Notícia postada em 07/07/2026
O Tribunal de Contas do Estado do Paraná (TCE-PR) firmou entendimento de que servidores estabilizados que não tenham sido aprovados em concurso público não têm direito à aposentadoria pelo Regime Próprio de Previdência Social (RPPS), devendo ser vinculados ao Regime Geral de Previdência Social (RGPS), conforme a legislação aplicável.
A orientação foi apresentada em resposta à Consulta formulada pela Caixa de Aposentadorias e Pensões dos Servidores Públicos Municipais de Cianorte (Capseci), que buscava esclarecimentos sobre a distinção entre servidores públicos efetivos e estáveis e seus reflexos previdenciários.

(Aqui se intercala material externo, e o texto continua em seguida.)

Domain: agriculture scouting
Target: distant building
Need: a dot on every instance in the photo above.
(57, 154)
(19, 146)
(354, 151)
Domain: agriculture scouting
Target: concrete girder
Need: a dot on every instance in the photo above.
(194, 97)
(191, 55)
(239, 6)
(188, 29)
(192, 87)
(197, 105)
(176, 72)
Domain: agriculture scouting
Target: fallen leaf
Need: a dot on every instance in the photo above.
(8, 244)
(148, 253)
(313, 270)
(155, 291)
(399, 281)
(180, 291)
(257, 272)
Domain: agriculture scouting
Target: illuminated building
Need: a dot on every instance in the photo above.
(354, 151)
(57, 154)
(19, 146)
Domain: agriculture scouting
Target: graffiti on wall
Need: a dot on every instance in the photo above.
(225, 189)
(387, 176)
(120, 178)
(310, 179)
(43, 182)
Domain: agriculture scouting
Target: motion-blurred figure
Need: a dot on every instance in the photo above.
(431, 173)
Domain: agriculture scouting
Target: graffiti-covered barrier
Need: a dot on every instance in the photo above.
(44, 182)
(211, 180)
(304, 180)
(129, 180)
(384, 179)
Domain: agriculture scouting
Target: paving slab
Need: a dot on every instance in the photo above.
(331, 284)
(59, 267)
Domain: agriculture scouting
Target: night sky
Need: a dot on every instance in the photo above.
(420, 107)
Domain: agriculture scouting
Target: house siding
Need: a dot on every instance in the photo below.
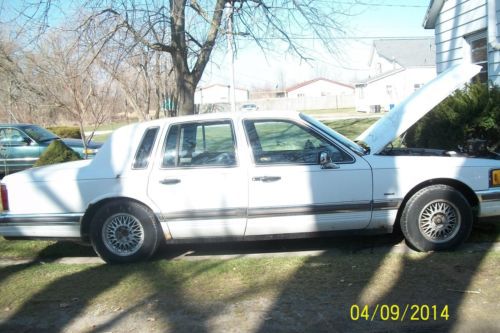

De acordo com o TCE-PR, a estabilidade excepcional concedida pelo artigo 19 do Ato das Disposições Constitucionais Transitórias (ADCT) a servidores admitidos antes da Constituição Federal de 1988 não se confunde com efetividade. A Corte destacou que somente são considerados efetivos os servidores aprovados em concurso público, conforme previsto no artigo 37, inciso II, da Constituição Federal.
O Tribunal ressaltou que o RPPS é destinado exclusivamente aos ocupantes de cargos efetivos, conforme o artigo 40 da Constituição Federal e a Lei nº 9.717/1998. Dessa forma, servidores admitidos sem concurso, ainda que tenham adquirido estabilidade, não podem ser enquadrados automaticamente nesse regime previdenciário.
A decisão, no entanto, reconhece exceções. A vedação não alcança servidores estabilizados sem concurso que tenham preenchido os requisitos para aposentadoria até 17 de junho de 2024, conforme a ressalva estabelecida pelo Supremo Tribunal Federal (STF) no Tema nº 1.254. Também são excepcionados os casos de servidores efetivados por leis anteriores à Emenda Constitucional nº 19/1998, que tenham autorizado expressamente a transformação de empregos públicos em cargos efetivos.
O relator do processo, conselheiro Fernando Guimarães, destacou que a jurisprudência do STF diferencia servidores estáveis e efetivos, reforçando que a estabilidade excepcional não gera os mesmos efeitos jurídicos da aprovação em concurso público.
Segundo o relator, embora a regra geral seja a impossibilidade de aposentadoria pelo RPPS para servidores sem concurso, situações específicas poderão ser analisadas individualmente pelo Tribunal, considerando suas particularidades e a aplicação da técnica de distinção jurídica (distinguishing).
A decisão foi aprovada por unanimidade pelo Tribunal Pleno do TCE-PR. O entendimento consta no Acórdão nº 914/26 – Tribunal Pleno, referente ao Processo nº 352090/22, com trânsito em julgado em 18 de maio de 2026.